If you want to see Charlie Cinnamon roll his eyes, just refer to him as a “communications director,” a “media specialist” or any of the other bloodless monikers today’s publicists labor under. Cinnamon considers himself a press agent, and if that title conjures up a vanished smoke-filled world of hard-boiled newspaper columnists and whispered confidences straight out of Sweet Smell of Success, that’s an association he’ll gladly accept. Indeed, his old-school vibe is a big part of why Cinnamon remains beloved by several generations of local journalists. But he’s also a living connection to Miami Beach’s original late-’50s heyday, when Cinnamon himself was just another wide-eyed arrival from New York, fresh out of school and looking to make his way in a scene already being obsessively chronicled on the gossip pages.
“You have no idea how competitive it was then,” he chuckles, recalling his first gig handling PR for the now-defunct Empress Hotel. The Beach may have been filled with tuxedo-clad celebrities and free-spending swells, but the Empress was hardly the Delano of its day. “There were two daily newspapers then, but just getting a client even mentioned was a major accomplishment.” It was a visit to the theater that finally launched Cinnamon on his path to becoming a key behindthe- scenes figure in Miami’s arts world.
Accompanying a friend to the American debut of Samuel Beckett’s Waiting for Godot at the Coconut Grove Playhouse, he found himself transfixed by the absurdist musings onstage— even as much of the rest of the audience walked out. Come intermission, he was surrounded by empty seats. “I had to beg my friend to stay, but I’d never been to a play like that before! It was a whole new language of the theater!”
Still buzzing afterwards, Cinnamon wrote up an impassioned review for the Empress’ in-house newsletter, one that made its way to Playhouse owner George Engel, who promptly ran it as an ad in both of Miami’s daily papers. Then producer Zev Buffman hired Cinnamon as his own publicist, a move that quickly turned him into the go-to person for Miami theater. It’s also a template for the role Cinnamon continues to play to this day: more enthusiastic fan than hype artist. His tools of the trade have changed a bit—“I finally had to retire my typewriter,” he quips—but not his warmly personal approach. “Twitter? Are you kidding me?” he scoffs. “Effective public relations is still based on real relationships, not mass e-mails.”

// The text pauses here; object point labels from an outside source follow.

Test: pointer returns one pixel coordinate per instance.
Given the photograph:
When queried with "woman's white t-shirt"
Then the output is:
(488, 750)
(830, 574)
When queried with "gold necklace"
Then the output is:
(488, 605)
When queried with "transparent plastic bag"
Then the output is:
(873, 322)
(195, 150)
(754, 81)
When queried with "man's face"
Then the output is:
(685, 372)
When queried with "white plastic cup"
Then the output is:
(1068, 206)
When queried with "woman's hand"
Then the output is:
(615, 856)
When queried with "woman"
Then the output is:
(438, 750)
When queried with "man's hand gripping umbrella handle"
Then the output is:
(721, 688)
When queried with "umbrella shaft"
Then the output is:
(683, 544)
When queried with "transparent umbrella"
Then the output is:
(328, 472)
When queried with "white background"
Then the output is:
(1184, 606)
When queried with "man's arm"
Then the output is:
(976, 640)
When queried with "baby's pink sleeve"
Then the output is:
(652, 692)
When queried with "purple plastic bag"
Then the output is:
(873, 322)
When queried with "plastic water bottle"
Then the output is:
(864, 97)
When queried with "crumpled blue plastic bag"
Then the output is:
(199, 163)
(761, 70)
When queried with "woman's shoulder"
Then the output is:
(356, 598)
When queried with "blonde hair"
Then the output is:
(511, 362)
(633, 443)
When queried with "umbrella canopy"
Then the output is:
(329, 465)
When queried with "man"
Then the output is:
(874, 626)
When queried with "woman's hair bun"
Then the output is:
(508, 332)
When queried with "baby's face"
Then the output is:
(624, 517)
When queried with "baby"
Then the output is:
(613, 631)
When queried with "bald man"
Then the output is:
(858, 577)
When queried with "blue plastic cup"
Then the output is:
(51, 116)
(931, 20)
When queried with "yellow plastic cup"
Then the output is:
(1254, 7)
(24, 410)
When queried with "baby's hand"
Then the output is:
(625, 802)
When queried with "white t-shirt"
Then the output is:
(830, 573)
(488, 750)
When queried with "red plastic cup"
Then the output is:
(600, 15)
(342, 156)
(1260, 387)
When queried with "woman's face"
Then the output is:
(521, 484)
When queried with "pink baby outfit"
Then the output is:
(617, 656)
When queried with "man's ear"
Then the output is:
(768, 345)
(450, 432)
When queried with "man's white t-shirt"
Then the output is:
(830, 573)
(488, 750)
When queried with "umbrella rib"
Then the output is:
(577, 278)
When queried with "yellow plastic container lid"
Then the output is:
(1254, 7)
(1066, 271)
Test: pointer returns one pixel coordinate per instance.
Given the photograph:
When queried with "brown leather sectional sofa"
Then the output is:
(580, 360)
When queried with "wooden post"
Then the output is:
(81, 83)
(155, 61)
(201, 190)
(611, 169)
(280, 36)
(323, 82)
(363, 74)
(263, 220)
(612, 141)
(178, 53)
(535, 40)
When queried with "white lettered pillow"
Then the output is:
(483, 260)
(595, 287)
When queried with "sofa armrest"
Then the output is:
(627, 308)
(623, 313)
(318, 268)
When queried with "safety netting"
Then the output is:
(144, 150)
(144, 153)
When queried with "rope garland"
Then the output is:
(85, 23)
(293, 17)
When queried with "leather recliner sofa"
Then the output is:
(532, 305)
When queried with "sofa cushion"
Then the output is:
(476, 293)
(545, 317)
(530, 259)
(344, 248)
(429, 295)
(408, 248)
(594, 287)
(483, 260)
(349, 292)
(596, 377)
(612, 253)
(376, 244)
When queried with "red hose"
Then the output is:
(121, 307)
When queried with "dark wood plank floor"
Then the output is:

Accordingly, Cinnamon is more than a little dismissive of what passes for modern-day celebrity. His idea of a truly charismatic star? “Elizabeth Taylor,” he answers, practically purring. He remembers accompanying Taylor to the opening night of her 1981 Broadway debut in The Little Foxes, fresh off his stint promoting the play’s Fort Lauderdale warm-up run. The Manhattan throng gathered outside took on a frightening intensity as hulking security guards were forced to usher Taylor’s entourage through a back alley and into a waiting limousine. Amid the frenzy, Cinnamon found himself tossed headfirst onto the limo’s backseat floor as Taylor’s fans banged on the windows and frantically pushed their faces up to the glass for a peek inside. “It was crazy! Then I look up and Elizabeth is just sitting there very calmly with a big grin on her face. ‘More!’ she says. ‘I want more!’” Cinnamon raises an eyebrow: “Now that was a star.”